Obasanjo continued that REST is specifically for the client server architecture. The statelessness feature of REST contributes to increased scalability and reliability. REST is a characteristic of the web. A resource is anything that can be named on the web. Regarding PUT and POST, PUT is idempotent. POST is not idempotent. In other words, you can PUT many times, and the outcome is the same. This is not true with POST. I liked the phrase that “session state is evil”. That does not mean that this architectural outlook is correct. In addition, Obasanjo lobbied for developers to not fight against the web.
In the same regard, I read a REST Questions blog post. The most interesting part of it were the comments from readers. REST says that application state is not supposed to be kept by the server. It is acceptable and desired for the client to keep application state.
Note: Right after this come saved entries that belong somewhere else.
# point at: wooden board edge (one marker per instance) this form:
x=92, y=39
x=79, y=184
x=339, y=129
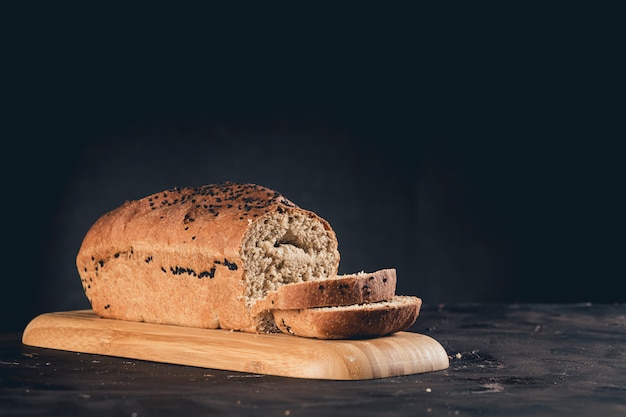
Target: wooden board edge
x=400, y=354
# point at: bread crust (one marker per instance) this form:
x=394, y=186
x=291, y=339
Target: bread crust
x=175, y=257
x=350, y=322
x=341, y=290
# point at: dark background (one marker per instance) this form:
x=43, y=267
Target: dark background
x=473, y=149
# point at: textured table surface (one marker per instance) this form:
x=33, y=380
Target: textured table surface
x=514, y=360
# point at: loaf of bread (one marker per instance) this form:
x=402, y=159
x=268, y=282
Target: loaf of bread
x=203, y=256
x=233, y=256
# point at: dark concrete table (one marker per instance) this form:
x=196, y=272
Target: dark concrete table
x=513, y=360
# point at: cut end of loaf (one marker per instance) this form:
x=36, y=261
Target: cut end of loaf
x=287, y=246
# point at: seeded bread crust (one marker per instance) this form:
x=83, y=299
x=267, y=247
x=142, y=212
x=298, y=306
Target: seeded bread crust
x=177, y=256
x=351, y=322
x=341, y=290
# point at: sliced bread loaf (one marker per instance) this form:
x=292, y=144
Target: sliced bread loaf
x=340, y=290
x=352, y=321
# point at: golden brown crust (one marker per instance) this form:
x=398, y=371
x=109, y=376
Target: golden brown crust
x=341, y=290
x=348, y=322
x=175, y=256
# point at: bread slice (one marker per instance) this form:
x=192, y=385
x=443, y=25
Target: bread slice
x=350, y=322
x=340, y=290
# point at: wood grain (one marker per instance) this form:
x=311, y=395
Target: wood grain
x=402, y=353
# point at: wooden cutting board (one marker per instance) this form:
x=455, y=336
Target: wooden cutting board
x=402, y=353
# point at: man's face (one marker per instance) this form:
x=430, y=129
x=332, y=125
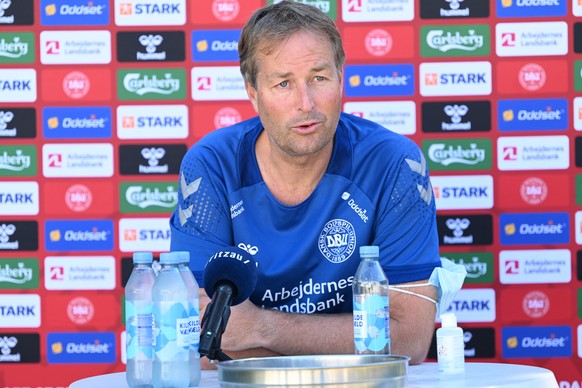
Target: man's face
x=298, y=94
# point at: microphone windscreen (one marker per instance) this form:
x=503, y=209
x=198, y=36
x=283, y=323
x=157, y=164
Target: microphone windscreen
x=232, y=266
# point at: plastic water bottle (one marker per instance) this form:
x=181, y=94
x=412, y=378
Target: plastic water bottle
x=139, y=322
x=170, y=296
x=194, y=316
x=371, y=305
x=450, y=346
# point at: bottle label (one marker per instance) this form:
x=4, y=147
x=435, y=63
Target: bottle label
x=172, y=327
x=139, y=330
x=183, y=332
x=145, y=329
x=194, y=324
x=451, y=354
x=371, y=323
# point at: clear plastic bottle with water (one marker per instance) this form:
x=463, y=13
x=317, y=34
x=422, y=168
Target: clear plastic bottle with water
x=139, y=322
x=170, y=296
x=371, y=305
x=194, y=315
x=450, y=346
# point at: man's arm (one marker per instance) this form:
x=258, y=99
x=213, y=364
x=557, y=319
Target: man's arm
x=251, y=328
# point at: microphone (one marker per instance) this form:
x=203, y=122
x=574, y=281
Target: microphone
x=230, y=276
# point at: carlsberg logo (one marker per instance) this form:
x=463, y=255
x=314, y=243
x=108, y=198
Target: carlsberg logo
x=139, y=197
x=141, y=84
x=454, y=40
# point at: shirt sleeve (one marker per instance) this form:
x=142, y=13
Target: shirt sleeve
x=201, y=221
x=406, y=232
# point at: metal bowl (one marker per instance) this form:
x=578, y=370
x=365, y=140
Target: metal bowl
x=342, y=370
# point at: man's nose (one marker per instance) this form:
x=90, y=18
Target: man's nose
x=305, y=97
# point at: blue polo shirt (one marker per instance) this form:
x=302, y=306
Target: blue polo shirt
x=376, y=191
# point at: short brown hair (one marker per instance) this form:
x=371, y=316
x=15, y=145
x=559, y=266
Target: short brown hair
x=270, y=25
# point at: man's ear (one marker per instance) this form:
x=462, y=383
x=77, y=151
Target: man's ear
x=252, y=93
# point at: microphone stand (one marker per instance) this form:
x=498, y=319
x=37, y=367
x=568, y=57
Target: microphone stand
x=214, y=323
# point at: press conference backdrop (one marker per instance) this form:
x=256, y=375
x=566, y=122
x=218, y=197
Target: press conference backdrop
x=99, y=101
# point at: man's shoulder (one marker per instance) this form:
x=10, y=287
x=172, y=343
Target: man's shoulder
x=368, y=137
x=226, y=140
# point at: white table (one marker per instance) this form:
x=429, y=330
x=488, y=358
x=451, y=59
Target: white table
x=477, y=375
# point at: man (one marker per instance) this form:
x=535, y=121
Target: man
x=301, y=187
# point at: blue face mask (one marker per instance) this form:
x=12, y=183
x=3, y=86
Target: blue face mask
x=448, y=280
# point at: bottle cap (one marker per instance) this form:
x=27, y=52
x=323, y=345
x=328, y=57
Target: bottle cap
x=369, y=251
x=183, y=257
x=448, y=320
x=169, y=258
x=142, y=257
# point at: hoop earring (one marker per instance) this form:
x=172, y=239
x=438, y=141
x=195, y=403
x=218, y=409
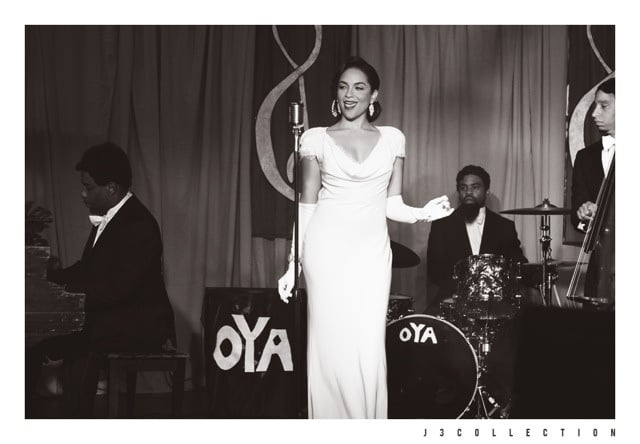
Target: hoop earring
x=335, y=108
REST is not necessarily good at communicating errors back to the client. There is definitely a lack of good tools out there for REST. PUT and DELETE are not supported in browsers, causing a limitation to REST.
More REST Questions comments included one that the envelope/wrapper idea from SOAP is not a bad one. However making the envelope be in XML format is the problem. REST may indeed be simple to understand at a high level. However that does not mean it is easy to implement. There is still some confusion out there as to what REST is exactly. For example there is no REST RFC.
I expect the discussion to continue since REST is still one of those hot buzz words. We shall see what technology wins when all the dust settles. Last year I recall SOA being the buzzword of choice. And before that it was Ajax. Time will tell.